12 September 2000
At the last World Economic Forum meeting, in the Swiss alpine town of Davos, a wave of optimism washed over delegates. Bullish forecasts were made about economic growth, powered by the blistering pace of globalisation, the Internet revolution, and leaps in productivity.
Taken together, these three elements performed a sort of economic alchemy, the high-powered speech makers, including US President Bill Clinton, told delegates, in speeches redolent with such phrases as ``historic opportunity" and ``the new economic paradigm".
In the intervening nine months the world has, by and large, delivered - and more.
Internet growth, particularly in Asia, is staggering, with dramatic statistics like half the stockmarket trades in South Korea being executed online. The Net's most recent development, Wireless Application Protocol, accessing the Internet through mobile phones, has taken off in Japan. Ten million i-mode WAP phones, expected to be sold in Asia by Christmas, will carry more digital memory than the total currently existing in Australia, Sun Microsystems chief researcher and director of science, John Gage, told delegates.
The US has powered on to new heights, its dazzling array of new economy companies and dramatically re-configured old corporate powerhouses sucking in shiploads of money from Europe and Asia trying to hitch a ride on the new alchemy.
``There really is something real here. It's not just hype," a leading US economist, Joseph Stiglitz, told the first plenary session of the WEF's Asia Pacific Economic Summit.
And yet the mood at the meeting in Melbourne yesterday was subdued and qualified. Sure, globalisation brings benefits but as Mr Stiglitz said: ``We need to remember that markets are not ends in themselves." Companies needed to extend the benefits of globalisation, ``otherwise there is a danger of backlash".
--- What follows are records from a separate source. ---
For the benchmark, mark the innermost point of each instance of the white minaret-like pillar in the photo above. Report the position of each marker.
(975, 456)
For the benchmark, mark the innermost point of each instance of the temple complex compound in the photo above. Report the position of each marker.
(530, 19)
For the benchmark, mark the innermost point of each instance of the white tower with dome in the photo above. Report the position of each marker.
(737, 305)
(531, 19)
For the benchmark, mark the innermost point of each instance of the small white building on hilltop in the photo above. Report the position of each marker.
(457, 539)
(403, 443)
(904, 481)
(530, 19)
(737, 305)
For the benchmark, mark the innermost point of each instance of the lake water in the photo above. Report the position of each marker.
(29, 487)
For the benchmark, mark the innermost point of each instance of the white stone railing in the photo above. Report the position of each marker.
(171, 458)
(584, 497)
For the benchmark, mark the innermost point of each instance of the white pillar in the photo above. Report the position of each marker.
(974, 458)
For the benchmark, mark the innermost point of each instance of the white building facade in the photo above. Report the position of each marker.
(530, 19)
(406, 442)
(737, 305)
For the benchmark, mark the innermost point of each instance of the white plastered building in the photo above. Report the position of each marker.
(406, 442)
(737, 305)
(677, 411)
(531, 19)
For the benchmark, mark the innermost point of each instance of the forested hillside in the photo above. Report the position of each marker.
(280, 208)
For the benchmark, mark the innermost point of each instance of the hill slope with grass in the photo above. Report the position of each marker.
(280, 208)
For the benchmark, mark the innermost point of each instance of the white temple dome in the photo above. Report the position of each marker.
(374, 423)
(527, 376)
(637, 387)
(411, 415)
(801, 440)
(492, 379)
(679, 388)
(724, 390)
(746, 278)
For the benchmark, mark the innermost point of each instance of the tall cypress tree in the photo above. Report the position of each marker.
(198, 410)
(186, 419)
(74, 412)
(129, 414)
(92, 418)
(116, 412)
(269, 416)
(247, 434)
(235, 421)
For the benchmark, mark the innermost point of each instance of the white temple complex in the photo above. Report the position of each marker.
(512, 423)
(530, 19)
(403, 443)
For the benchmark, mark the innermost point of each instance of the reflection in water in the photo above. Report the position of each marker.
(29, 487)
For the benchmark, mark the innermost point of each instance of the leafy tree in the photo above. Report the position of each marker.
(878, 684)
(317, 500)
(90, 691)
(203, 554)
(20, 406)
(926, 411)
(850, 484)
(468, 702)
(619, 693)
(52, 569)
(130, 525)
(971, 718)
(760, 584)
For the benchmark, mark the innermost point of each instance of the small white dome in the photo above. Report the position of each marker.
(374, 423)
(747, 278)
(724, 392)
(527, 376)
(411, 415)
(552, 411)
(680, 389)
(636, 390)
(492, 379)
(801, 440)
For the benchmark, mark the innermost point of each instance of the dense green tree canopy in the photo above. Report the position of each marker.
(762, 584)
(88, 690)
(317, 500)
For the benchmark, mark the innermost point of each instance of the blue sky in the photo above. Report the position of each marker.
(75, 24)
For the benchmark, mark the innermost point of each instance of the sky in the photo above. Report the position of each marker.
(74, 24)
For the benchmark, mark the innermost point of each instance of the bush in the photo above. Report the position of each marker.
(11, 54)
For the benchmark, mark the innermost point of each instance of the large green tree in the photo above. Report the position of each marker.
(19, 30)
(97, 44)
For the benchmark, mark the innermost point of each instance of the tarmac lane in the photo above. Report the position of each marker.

Not that the 750 delegates really required such a warning. Many had been blocked out, journalists had gone missing, paint had been thrown over premiers' cars, police had been injured, arrests made.
But the presence of the demonstrators, so palpable and pervasive, was not the only factor in this more subdued mood in Crown Casino's conference rooms. A host of other issues - the IMF making some disastrous calls in Asia; more awareness of the ``digital divide"; and a renewed consensus among the Americans present that, as Jesus Christ once said, ``man cannot live by bread alone".
Even one of the masters of the universe from Goldman Sachs, investment banking's champion of the global deal, acknowledged that while the globalisation process was ``inevitable", there was widespread ``anxiety, uncertainty and confusion" around. ``It's too simple to say `It's the markets, stupid'," said Kenneth Courtis, Goldman Sachs' vice-chairman for Asia.
Clyde Prestowitz, president of the Economic Strategy Institute in the US, and a leading expert on Asian economic developments, also threw a dampener on Asian optimism. He said, in answer to the question of whether Asian could regain its former growth rates of the 1980s and early '90's: ``Do you want Asia to return to that level of growth?"
Those years of Asian super-growth turned out to be a ``bubble", Mr Prestowitz said, and ``we don't want to go back to that". Further, there were ``some real question marks" about whether Asia's present recovery was sustainable. Fundamental decisions about the structure of Asian economies, debt levels, and bad loans, had still not been taken.
But even the US wasn't immune from the tough Prestowitzian analysis. There was a ``large distortion" in the world where European, Asian and South American economies were export-based while the US consumed more than it produced. Asia lent money to America to consume more and ``the sustainability of that cycle is very much in question".
``Can and should the Americans consume more than they produce and can and should the Asians produce more than they consume?" Mr Prestowitz, a man who seems to speak with the weight of the world on his shoulders, asked delegates.
Goldman's Mr Courtis was more mixed. There was ``blistering growth", particularly in the US and Asia, with 133 interest rate cuts around the world in the past two years driving away the Asian contagion. However, there was a lot of debt around and even America's debt-laden finances were ``more fragile than in the early 1990s".
Treasurer Peter Costello was in a sombre, reflective mood. He referred to Japan's proposal for an Asian IMF, but said the Washington-based body preferred to concentrate on Russia and Latin America.